The WOC team is always available to help you with your Mark VIe requirements. For more information, please contact WOC.

Frequently Asked Questions

What is IS200TBTCH1CCB?
It is a Thermocouple Input Terminal Board developed by GE under the Mark VIe series.

What are CJ signals, and how are they utilized within the system?
CJ signals, also known as cold junction compensation signals, play a crucial role in compensating for temperature variations at the junction of thermocouple wires. They are utilized to ensure accurate temperature readings by accounting for changes in ambient temperature conditions.

How are CJ signals monitored within the system?
CJ signals are processed and monitored within the signal space of the system. Typically, the average of the two CJ signals is used for monitoring purposes.

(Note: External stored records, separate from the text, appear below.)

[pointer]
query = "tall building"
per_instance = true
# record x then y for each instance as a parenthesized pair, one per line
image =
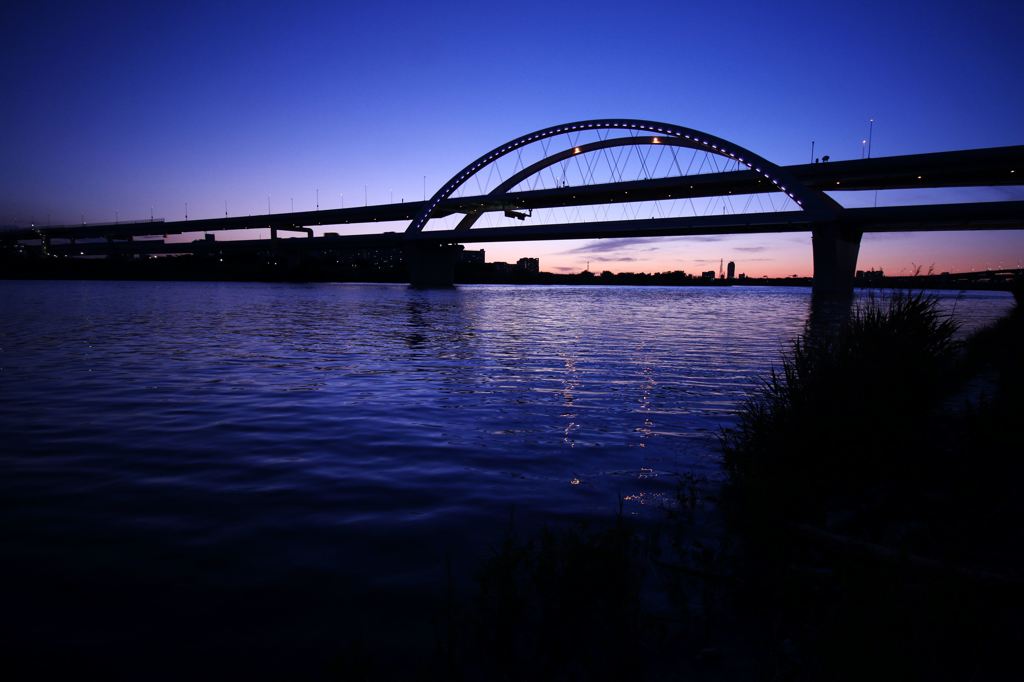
(528, 264)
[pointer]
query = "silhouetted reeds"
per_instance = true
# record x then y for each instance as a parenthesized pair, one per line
(839, 407)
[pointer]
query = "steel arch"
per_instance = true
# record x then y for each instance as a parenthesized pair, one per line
(808, 199)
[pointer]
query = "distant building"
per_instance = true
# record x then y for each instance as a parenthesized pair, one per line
(531, 265)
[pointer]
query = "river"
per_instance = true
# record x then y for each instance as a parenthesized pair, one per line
(246, 454)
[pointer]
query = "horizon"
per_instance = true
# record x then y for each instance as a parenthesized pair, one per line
(143, 116)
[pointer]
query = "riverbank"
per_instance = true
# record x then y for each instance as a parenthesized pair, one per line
(868, 530)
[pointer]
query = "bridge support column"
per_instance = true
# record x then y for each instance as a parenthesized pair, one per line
(432, 265)
(836, 248)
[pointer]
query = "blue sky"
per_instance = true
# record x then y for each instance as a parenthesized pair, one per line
(119, 108)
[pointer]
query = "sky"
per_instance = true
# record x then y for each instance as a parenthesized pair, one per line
(122, 109)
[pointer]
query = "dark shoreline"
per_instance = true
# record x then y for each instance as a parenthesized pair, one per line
(199, 269)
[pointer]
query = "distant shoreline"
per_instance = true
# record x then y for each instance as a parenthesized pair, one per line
(150, 271)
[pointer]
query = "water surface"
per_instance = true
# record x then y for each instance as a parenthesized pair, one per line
(213, 440)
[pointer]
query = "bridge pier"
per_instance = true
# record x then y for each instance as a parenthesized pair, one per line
(835, 248)
(432, 265)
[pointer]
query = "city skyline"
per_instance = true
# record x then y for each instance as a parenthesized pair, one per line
(169, 108)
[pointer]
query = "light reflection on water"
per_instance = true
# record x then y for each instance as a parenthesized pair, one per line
(322, 422)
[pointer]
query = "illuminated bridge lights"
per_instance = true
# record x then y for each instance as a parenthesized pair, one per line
(721, 148)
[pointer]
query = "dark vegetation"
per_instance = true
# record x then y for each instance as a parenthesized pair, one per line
(873, 486)
(869, 529)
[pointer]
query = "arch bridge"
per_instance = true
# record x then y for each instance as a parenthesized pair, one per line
(835, 244)
(607, 178)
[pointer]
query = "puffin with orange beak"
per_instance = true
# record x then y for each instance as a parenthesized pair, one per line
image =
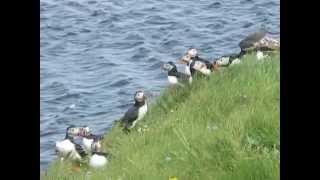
(195, 63)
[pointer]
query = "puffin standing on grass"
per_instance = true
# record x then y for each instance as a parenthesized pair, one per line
(135, 112)
(98, 158)
(90, 141)
(195, 63)
(228, 60)
(68, 148)
(175, 77)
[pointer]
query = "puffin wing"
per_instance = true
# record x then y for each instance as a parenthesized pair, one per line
(131, 115)
(182, 76)
(80, 150)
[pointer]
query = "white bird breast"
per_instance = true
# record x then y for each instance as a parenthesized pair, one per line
(87, 143)
(223, 61)
(142, 111)
(260, 55)
(187, 70)
(172, 79)
(97, 161)
(65, 147)
(236, 61)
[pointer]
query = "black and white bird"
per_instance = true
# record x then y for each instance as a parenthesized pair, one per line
(135, 112)
(228, 60)
(259, 42)
(175, 77)
(91, 141)
(78, 131)
(68, 148)
(195, 63)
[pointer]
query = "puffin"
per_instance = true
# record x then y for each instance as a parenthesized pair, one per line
(90, 141)
(78, 131)
(98, 158)
(69, 149)
(259, 42)
(135, 112)
(195, 63)
(228, 60)
(175, 77)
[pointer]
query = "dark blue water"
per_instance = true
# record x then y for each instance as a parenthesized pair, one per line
(96, 53)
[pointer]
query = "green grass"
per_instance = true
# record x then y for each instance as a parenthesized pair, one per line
(226, 127)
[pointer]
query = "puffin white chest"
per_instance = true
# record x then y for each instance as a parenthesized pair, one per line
(235, 61)
(87, 144)
(172, 79)
(142, 111)
(187, 70)
(260, 55)
(65, 147)
(223, 61)
(97, 161)
(201, 67)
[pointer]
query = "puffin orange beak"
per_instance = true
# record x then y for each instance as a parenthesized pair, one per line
(215, 67)
(181, 61)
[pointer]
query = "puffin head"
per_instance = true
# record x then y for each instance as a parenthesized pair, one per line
(139, 96)
(186, 58)
(168, 66)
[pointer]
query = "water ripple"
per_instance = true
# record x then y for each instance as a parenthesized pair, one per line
(96, 54)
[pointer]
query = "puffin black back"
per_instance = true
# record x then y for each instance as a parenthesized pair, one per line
(20, 118)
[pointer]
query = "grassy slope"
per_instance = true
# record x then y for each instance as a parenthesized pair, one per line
(223, 128)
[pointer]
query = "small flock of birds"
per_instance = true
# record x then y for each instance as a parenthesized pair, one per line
(259, 43)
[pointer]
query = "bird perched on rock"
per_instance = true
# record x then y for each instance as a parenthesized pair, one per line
(68, 148)
(91, 141)
(135, 112)
(195, 63)
(175, 77)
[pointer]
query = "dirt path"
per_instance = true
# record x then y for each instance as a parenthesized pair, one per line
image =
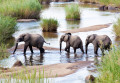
(86, 29)
(53, 70)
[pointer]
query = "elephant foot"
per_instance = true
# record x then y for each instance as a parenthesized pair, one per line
(42, 50)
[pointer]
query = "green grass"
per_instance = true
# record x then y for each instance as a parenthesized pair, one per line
(116, 28)
(21, 9)
(3, 52)
(72, 12)
(49, 25)
(7, 27)
(110, 67)
(24, 76)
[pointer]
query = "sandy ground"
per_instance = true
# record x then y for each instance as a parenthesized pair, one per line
(86, 29)
(54, 70)
(60, 69)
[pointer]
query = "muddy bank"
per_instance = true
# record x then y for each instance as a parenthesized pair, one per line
(86, 29)
(61, 69)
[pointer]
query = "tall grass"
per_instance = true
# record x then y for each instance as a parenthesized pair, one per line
(7, 27)
(3, 51)
(110, 67)
(21, 9)
(72, 12)
(25, 77)
(116, 28)
(110, 2)
(49, 25)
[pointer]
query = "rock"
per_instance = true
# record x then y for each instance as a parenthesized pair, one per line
(90, 79)
(17, 63)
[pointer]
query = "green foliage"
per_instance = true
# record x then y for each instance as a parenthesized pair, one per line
(110, 67)
(24, 76)
(21, 9)
(49, 25)
(72, 12)
(108, 2)
(7, 27)
(3, 52)
(116, 28)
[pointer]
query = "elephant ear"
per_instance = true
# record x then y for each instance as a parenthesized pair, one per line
(26, 37)
(91, 37)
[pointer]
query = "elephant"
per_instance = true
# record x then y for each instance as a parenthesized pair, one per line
(35, 40)
(99, 41)
(71, 41)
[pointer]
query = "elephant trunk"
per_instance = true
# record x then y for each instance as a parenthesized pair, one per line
(60, 44)
(86, 46)
(15, 47)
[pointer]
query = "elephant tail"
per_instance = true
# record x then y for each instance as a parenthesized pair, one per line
(46, 42)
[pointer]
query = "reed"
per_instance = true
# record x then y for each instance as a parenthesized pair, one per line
(7, 27)
(110, 67)
(116, 28)
(21, 9)
(72, 12)
(49, 25)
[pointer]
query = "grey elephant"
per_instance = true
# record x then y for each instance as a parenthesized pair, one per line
(99, 41)
(71, 41)
(30, 40)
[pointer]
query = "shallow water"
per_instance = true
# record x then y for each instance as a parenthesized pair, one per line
(89, 16)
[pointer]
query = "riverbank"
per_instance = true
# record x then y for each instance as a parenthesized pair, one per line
(53, 70)
(86, 29)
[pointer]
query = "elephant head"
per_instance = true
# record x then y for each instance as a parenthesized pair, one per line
(89, 39)
(23, 37)
(64, 38)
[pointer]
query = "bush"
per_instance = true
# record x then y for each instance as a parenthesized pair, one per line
(49, 25)
(110, 67)
(116, 28)
(3, 52)
(21, 9)
(72, 12)
(7, 27)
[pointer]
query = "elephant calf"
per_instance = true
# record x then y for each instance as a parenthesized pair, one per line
(99, 41)
(71, 41)
(30, 40)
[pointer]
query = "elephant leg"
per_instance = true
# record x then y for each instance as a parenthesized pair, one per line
(42, 50)
(25, 48)
(95, 49)
(74, 50)
(81, 47)
(31, 49)
(67, 48)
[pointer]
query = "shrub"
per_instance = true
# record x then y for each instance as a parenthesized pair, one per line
(110, 67)
(49, 25)
(3, 52)
(7, 27)
(72, 12)
(21, 9)
(116, 28)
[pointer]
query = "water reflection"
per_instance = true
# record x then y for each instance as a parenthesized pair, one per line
(37, 60)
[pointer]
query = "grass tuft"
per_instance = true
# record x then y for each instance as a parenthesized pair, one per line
(49, 25)
(21, 9)
(7, 27)
(110, 67)
(116, 28)
(72, 12)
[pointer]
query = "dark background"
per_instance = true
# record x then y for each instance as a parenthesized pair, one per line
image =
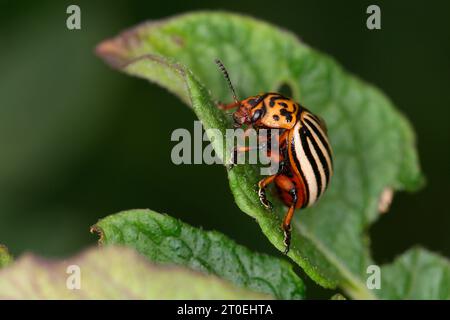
(79, 141)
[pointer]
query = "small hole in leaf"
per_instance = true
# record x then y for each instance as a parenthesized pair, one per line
(285, 90)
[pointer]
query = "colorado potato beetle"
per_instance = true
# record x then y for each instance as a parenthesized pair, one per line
(305, 154)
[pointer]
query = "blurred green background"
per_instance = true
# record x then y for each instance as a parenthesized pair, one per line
(80, 141)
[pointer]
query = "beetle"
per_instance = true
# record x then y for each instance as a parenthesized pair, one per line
(305, 153)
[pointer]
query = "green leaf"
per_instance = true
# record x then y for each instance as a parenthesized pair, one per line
(5, 257)
(110, 273)
(417, 274)
(374, 145)
(164, 239)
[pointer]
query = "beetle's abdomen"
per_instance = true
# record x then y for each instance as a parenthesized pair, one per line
(311, 157)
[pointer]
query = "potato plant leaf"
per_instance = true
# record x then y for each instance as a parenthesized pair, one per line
(164, 239)
(374, 145)
(110, 273)
(5, 257)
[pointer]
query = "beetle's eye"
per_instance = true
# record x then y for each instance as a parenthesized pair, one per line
(256, 115)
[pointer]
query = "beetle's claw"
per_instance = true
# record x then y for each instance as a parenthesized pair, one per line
(287, 241)
(262, 197)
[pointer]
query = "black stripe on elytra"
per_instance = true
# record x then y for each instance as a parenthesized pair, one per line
(303, 137)
(321, 138)
(319, 152)
(299, 169)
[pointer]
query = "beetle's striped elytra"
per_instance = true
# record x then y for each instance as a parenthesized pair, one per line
(305, 153)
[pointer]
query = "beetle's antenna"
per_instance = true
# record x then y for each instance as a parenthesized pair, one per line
(227, 77)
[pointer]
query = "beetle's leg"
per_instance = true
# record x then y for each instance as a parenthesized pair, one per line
(287, 185)
(262, 184)
(236, 150)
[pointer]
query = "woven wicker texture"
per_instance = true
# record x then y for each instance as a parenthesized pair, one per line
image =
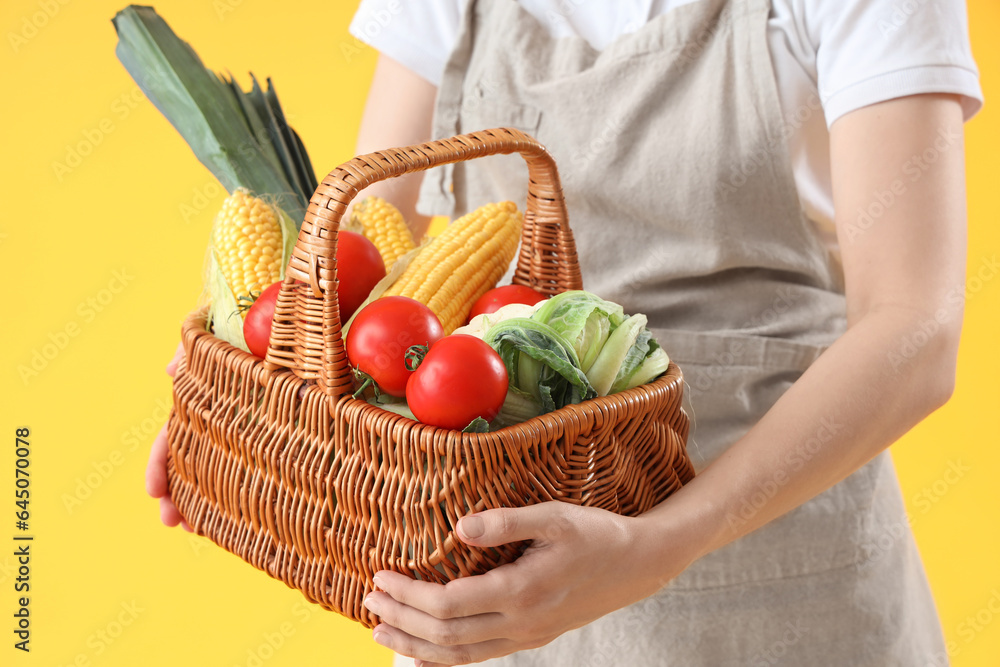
(275, 462)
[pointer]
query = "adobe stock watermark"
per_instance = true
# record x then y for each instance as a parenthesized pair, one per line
(269, 643)
(912, 171)
(87, 311)
(775, 652)
(925, 500)
(743, 170)
(101, 470)
(794, 461)
(109, 633)
(902, 12)
(32, 24)
(912, 343)
(599, 143)
(380, 19)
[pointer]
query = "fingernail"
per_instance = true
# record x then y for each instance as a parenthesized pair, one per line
(472, 526)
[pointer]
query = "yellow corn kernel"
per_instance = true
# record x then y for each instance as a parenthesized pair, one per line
(463, 263)
(246, 240)
(382, 224)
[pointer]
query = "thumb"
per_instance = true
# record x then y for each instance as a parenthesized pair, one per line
(502, 526)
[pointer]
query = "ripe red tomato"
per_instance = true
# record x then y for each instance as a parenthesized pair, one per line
(380, 335)
(498, 297)
(359, 268)
(459, 379)
(257, 324)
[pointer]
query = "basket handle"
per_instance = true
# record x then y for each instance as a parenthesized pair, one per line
(305, 334)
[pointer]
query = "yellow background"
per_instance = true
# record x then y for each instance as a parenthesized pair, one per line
(139, 204)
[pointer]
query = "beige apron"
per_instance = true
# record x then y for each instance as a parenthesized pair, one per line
(671, 148)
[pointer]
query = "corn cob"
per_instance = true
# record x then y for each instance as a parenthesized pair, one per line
(463, 263)
(382, 224)
(247, 241)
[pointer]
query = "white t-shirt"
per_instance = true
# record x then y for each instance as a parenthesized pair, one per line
(838, 54)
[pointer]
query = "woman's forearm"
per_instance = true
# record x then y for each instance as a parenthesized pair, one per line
(398, 112)
(853, 402)
(904, 282)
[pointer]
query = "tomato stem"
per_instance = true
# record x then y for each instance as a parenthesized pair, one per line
(366, 381)
(414, 355)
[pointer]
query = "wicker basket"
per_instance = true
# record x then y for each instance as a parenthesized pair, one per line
(274, 461)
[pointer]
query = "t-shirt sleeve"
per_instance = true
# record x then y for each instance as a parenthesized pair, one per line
(418, 34)
(870, 51)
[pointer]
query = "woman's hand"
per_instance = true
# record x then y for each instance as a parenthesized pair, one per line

Any deviation from acceptable limits configured within the system triggers a logic signal, indicating a potential issue with temperature compensation.

What are the acceptable limits configured for CJ signals?
Acceptable limits for CJ signals are pre-configured within the system based on operational requirements and temperature calibration standards. Deviations beyond these limits can indicate inaccuracies in temperature compensation and may warrant further investigation or adjustment.